Os modelos de deep learning que geralmente geram mais entusiasmo sobre o potencial de alcançar a inteligência em nível humano cometem erros que “se um humano cometesse esses erros, você ficaria a pensar ‘tem algo de errado com essa pessoa’”, diz Marcus.
“A natureza está a tentar dizer nos que algo realmente não funciona, mas o campo acredita tanto nos seus próprios recortes de matérias nos jornais que simplesmente não consegue ver isso”, acrescenta.
Até os colegas de Freitas da DeepMind, Jackie Kay e Scott Reed, que trabalharam com ele em Gato, foram mais cautelosos quando perguntados diretamente sobre as suas alegações. Quando questionados se Gato estava na direção da AGI, não quiseram arriscar. “Na verdade, não acho que seja realmente viável fazer previsões com esse tipo de coisa. Eu tento evitar isso. É como prever o mercado de ações”, disse Kay.
Reed disse que a pergunta era difícil: “Acho que a maioria das pessoas que trabalham com machine learning evitarão cuidadosamente responder. Muito difícil de prever, mas, quem sabe, espero que cheguemos lá algum dia”.
De certa forma, o fato de a DeepMind ter chamado Gato de “generalista” pode tê-lo tornado vítima do entusiasmo exagerado do setor de IA em torno da AGI. Os sistemas de IA de hoje são chamados de “limitados”, o que significa que só podem executar um conjunto específico e restrito de tarefas, como gerar texto.

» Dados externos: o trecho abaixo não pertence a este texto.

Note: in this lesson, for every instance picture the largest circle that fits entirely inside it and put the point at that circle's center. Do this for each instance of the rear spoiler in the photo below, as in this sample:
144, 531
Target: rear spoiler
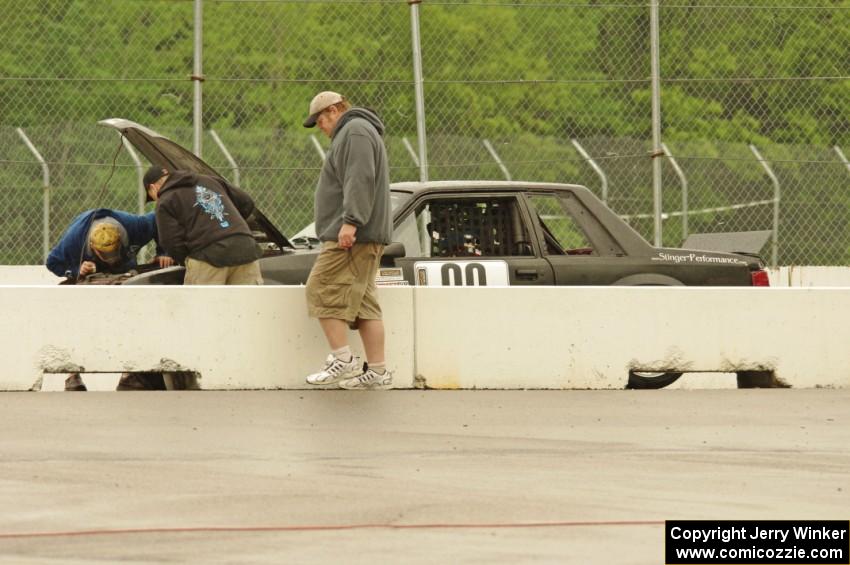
744, 242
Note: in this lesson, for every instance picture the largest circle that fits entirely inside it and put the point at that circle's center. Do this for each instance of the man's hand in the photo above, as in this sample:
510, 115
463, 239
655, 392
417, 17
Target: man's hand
87, 268
164, 261
346, 238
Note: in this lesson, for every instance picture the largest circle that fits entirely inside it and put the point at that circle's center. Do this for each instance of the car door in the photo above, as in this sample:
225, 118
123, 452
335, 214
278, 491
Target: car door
576, 244
471, 239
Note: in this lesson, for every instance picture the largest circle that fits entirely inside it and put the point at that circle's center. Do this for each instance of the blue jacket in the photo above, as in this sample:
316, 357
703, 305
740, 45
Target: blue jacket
73, 248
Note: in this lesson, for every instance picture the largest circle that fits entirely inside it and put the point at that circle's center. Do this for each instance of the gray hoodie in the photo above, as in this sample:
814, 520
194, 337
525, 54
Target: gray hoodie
354, 186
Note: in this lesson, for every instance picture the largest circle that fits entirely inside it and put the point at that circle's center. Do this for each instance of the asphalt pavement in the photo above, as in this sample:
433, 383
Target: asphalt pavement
406, 476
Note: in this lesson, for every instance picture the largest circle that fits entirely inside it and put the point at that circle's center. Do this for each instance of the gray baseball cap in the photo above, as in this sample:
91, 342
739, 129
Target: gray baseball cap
320, 102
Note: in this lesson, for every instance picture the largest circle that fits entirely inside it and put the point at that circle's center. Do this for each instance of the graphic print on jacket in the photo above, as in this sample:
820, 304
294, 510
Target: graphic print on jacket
211, 203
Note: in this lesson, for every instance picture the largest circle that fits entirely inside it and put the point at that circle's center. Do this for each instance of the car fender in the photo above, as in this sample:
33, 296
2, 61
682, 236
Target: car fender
648, 279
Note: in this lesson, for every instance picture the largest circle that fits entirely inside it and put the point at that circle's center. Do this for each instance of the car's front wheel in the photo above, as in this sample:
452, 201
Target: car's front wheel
642, 380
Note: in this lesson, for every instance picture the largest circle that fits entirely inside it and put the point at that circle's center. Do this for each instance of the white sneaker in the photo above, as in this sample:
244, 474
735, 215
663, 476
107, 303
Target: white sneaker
370, 380
335, 371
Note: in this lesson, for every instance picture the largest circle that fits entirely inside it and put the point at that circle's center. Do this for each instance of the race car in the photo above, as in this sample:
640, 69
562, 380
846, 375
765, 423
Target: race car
488, 233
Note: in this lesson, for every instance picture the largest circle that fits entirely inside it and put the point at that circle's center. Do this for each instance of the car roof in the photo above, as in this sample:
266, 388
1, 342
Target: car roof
455, 185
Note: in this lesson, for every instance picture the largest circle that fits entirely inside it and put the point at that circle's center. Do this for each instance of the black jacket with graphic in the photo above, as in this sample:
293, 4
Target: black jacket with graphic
194, 211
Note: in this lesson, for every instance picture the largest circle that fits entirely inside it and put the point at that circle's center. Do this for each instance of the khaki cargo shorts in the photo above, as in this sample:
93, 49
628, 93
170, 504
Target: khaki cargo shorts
342, 283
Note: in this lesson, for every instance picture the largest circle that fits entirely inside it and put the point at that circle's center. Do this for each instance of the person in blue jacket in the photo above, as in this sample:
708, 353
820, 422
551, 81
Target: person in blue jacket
104, 240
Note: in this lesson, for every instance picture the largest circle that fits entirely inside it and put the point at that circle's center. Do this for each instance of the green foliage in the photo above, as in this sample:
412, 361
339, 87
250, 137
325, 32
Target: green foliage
527, 76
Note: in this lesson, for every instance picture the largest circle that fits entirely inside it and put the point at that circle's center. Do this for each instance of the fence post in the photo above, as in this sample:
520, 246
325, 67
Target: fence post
776, 197
410, 150
682, 179
198, 78
656, 118
595, 167
318, 147
227, 156
842, 157
45, 177
419, 89
498, 159
140, 174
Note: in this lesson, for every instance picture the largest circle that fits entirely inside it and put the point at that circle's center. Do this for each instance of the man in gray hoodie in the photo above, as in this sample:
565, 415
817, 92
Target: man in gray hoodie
354, 223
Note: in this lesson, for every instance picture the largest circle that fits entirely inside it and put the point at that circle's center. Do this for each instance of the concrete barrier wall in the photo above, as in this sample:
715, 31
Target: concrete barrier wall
569, 337
590, 337
235, 337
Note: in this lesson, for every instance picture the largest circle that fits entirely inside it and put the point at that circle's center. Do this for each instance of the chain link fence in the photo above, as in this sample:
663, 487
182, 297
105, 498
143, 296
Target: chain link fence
544, 91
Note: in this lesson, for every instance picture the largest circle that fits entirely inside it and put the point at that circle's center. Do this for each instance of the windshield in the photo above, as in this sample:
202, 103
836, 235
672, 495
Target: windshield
309, 232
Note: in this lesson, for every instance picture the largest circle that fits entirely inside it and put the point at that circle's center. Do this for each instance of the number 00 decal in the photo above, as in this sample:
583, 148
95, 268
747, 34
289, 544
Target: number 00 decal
461, 273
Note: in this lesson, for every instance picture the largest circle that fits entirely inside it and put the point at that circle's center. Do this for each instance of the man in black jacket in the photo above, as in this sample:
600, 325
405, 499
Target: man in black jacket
201, 223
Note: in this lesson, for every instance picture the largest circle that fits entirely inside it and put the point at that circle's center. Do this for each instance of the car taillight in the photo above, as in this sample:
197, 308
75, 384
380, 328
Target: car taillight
760, 278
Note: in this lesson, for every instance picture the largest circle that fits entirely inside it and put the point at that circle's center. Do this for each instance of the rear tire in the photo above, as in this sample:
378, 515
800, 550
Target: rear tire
641, 380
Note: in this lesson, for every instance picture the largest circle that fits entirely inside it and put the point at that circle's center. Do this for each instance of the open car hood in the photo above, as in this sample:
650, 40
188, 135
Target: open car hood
162, 152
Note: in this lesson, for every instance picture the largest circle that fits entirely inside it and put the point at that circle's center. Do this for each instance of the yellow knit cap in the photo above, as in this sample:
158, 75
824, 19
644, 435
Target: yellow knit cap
105, 237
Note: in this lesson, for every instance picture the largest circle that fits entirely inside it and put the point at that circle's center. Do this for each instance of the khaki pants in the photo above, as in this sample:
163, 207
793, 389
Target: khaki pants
342, 283
201, 272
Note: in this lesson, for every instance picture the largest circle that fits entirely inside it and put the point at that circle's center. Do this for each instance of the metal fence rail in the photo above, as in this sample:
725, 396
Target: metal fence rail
549, 91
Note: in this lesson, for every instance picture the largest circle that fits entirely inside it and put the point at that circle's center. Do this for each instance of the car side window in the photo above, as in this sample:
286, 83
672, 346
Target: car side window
465, 227
562, 234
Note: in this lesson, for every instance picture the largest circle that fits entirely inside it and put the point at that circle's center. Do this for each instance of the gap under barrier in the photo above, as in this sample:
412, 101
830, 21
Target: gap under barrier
488, 338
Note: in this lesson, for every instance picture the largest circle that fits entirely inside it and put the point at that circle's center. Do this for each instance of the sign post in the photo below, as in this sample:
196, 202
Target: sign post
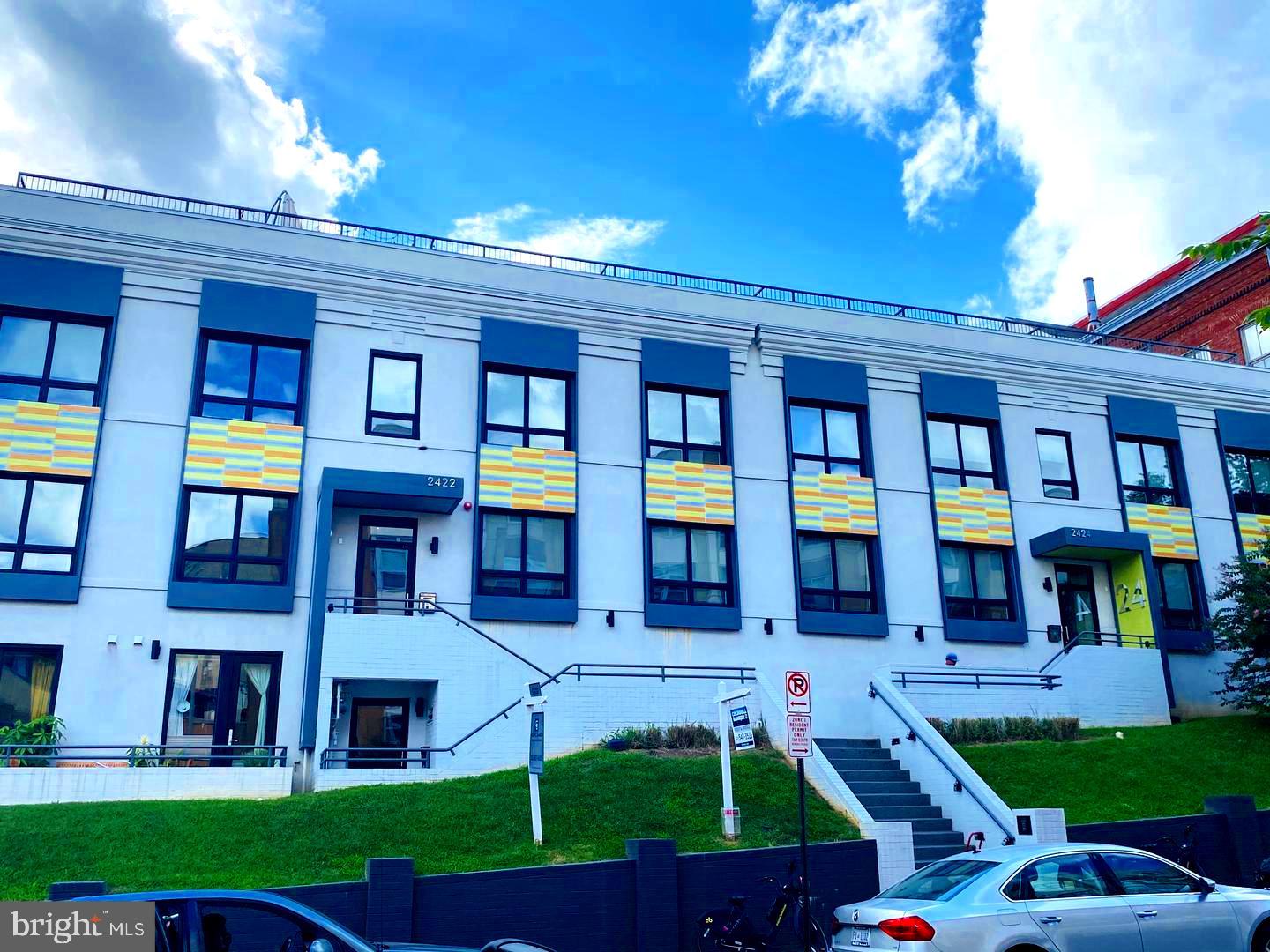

Alguns tecnólogos, incluindo alguns da DeepMind, pensam que um dia os humanos desenvolverão sistemas de IA “mais abrangentes” que poderão funcionar tão bem ou até melhor que os humanos. Embora alguns chamem isso de inteligência artificial geral, outros dizem que é como “acreditar em magia”. Muitos investigadores importantes, como o cientista-chefe de IA da Meta, Yann LeCun, questionam até se isso é possível.
Gato é um “generalista” no sentido de que pode fazer muitas coisas diferentes ao mesmo tempo. Mas esse é um mundo à parte de uma IA “geral” que pode se adaptar significativamente a novas tarefas que são diferentes daquelas em que o modelo foi treinado, diz Andreas, do MIT: “Ainda estamos muito longe de conseguir fazer isso”.
Tornar os modelos maiores também não resolverá a questão de que os modelos não têm “lifelong learning”, o que significaria que, se ensinado algo uma vez, eles entenderiam todas as implicações e usariam para informar todas as outras decisões que tomam, refere.
A entusiasmo em torno de ferramentas como Gato é prejudicial para o desenvolvimento geral da IA, argumenta Emmanuel Kahembwe, investigador de IA e robótica e parte da organização Black in AI, cofundada por Timnit Gebru. “Há muitos tópicos interessantes que são deixados de lado, que são subfinanciados, que merecem mais atenção, mas não é nisso que as grandes empresas de tecnologia e a maior parte dos investigadores dessas empresas de tecnologia estão interessadas”, diz ele.
As empresas de tecnologia devem dar um passo atrás e fazer um balanço do motivo pelo qual estão a construir o que estão a construir, diz Vilas Dhar, presidente da Patrick J. McGovern Foundation, uma instituição de caridade que financia projetos de IA “para o bem”.
“AGI fala com algo profundamente humano: a ideia de que podemos nos tornar mais do que somos, construindo ferramentas que nos impulsionam à grandeza”, afirma. “E isso é muito bom, exceto que também é uma maneira de nos distrair do fato de que temos problemas reais que enfrentamos hoje que deveríamos tentar resolver usando IA”.